The equilibria among silicate structures (Q-species) and reduced carbon and nitrogen species are, 2NH3 + 4Qn ⇋ 2Qn–1(NH2) + 2Qn–1(OH), and 2CH4 + 4Qn ⇋ 2Qn–1(CH3) + 2Qn–1(OH). The Qn and Qn–1 denote silicate species with, respectively, n and n–1 bridging O atoms. The formulation in parentheses, (NH2), (CH3), and (OH), is meant to indicate that those functional groups replace one or more oxygen in the silicate tetrahedra. There is no evidence for O-NH2 or O-CH3 bonding. Therefore, a solution of reduced C- and N-species species in the COHN system results in depolymerization of silicate melts. The ΔH values derived from the XNH2/XNH3 and XCH3/XCH4 evolution with temperature, respectively, were 8.1 ± 2.3 kJ/mol and between –4.9 ± 1.0 and –6.2 ± 2.2 kJ/mol.

The fluid/melt partition coefficients, Kfluid/melt, of the reduced species, H2O, H2, NH3, and CH4, remain above unity at all temperatures.
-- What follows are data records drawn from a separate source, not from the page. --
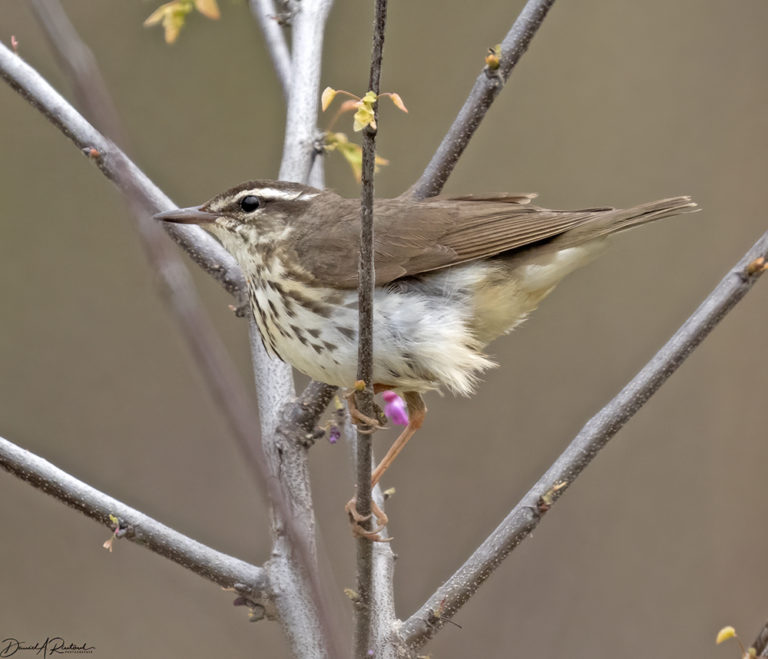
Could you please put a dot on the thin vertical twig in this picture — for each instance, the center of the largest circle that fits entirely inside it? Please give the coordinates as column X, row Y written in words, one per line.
column 304, row 608
column 277, row 46
column 366, row 279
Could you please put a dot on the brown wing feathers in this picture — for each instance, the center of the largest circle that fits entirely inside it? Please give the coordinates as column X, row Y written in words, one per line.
column 415, row 237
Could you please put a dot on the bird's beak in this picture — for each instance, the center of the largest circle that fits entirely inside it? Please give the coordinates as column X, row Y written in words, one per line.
column 191, row 215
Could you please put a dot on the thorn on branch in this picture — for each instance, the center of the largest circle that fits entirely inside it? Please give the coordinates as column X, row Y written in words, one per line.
column 550, row 496
column 121, row 529
column 757, row 267
column 492, row 64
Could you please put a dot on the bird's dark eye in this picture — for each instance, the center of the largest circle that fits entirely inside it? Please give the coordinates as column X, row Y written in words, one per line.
column 250, row 203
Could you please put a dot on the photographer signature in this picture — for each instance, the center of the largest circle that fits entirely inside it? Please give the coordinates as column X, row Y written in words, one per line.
column 50, row 646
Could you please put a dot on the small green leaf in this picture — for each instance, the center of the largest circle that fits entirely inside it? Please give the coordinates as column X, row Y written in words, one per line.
column 724, row 634
column 398, row 102
column 329, row 93
column 208, row 8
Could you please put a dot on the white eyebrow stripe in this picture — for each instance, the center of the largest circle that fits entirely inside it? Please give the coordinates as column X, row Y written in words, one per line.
column 283, row 195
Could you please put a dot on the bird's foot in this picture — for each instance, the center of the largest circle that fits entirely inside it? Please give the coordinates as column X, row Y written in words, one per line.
column 358, row 418
column 357, row 520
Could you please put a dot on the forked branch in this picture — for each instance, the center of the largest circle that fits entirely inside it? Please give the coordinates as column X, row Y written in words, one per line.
column 527, row 514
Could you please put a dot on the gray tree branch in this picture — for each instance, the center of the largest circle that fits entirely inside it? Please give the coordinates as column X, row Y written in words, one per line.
column 487, row 87
column 364, row 633
column 305, row 610
column 137, row 527
column 527, row 514
column 266, row 14
column 146, row 199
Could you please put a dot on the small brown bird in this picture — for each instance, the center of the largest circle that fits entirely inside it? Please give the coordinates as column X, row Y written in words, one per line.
column 452, row 274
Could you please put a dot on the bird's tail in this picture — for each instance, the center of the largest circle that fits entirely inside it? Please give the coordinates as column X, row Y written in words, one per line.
column 615, row 220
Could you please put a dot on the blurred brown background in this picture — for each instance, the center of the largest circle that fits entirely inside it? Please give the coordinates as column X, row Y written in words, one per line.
column 663, row 539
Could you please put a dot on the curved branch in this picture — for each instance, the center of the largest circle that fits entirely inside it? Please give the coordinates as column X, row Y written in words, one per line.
column 266, row 14
column 527, row 514
column 487, row 87
column 117, row 167
column 210, row 564
column 146, row 199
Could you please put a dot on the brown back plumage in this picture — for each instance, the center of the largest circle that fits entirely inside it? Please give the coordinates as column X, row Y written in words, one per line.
column 417, row 237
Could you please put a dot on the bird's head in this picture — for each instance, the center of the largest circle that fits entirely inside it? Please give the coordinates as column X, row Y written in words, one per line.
column 250, row 215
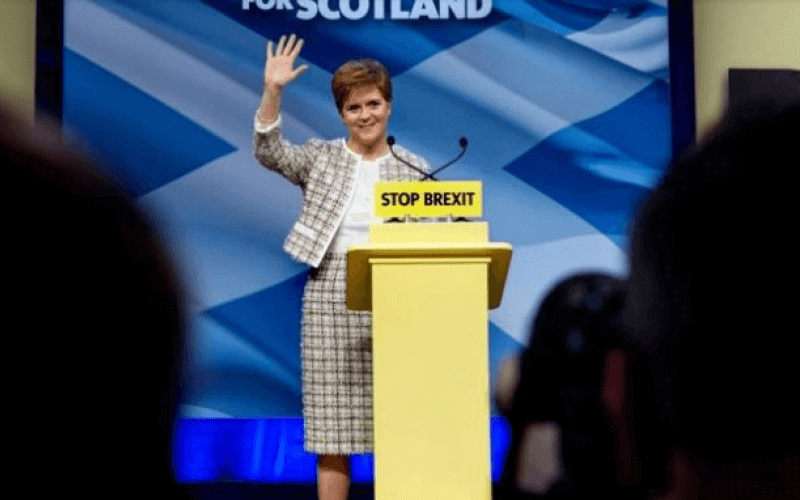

For example, for carbon it is in the 6–15 range with a ΔH = –13.4 ± 2.4 KJ/mol. These values compare with a 0.8–3 range with ΔH = –19 ± 2.4 kJ/mol in N-free silicate-COH systems. The Kfluid/melt values for reduced nitrogen and molecular hydrogen are in the 6–10 and 6–12 range with ΔH values of –5.9 ± 0.9 and = 8 ± 6 kJ/mol, respectively.

A change in redox conditions during melting and crystallization in the Earth sufficient to alter oxidized to reduced carbon- and nitrogen-bearing species will affect all melt properties that depend on melt polymerization. This suggestion implies that changing redox conditions during melting of a COHN-bearing mantle can have a profound effect on physical and chemical properties of melts and on melting and melt aggregation processes.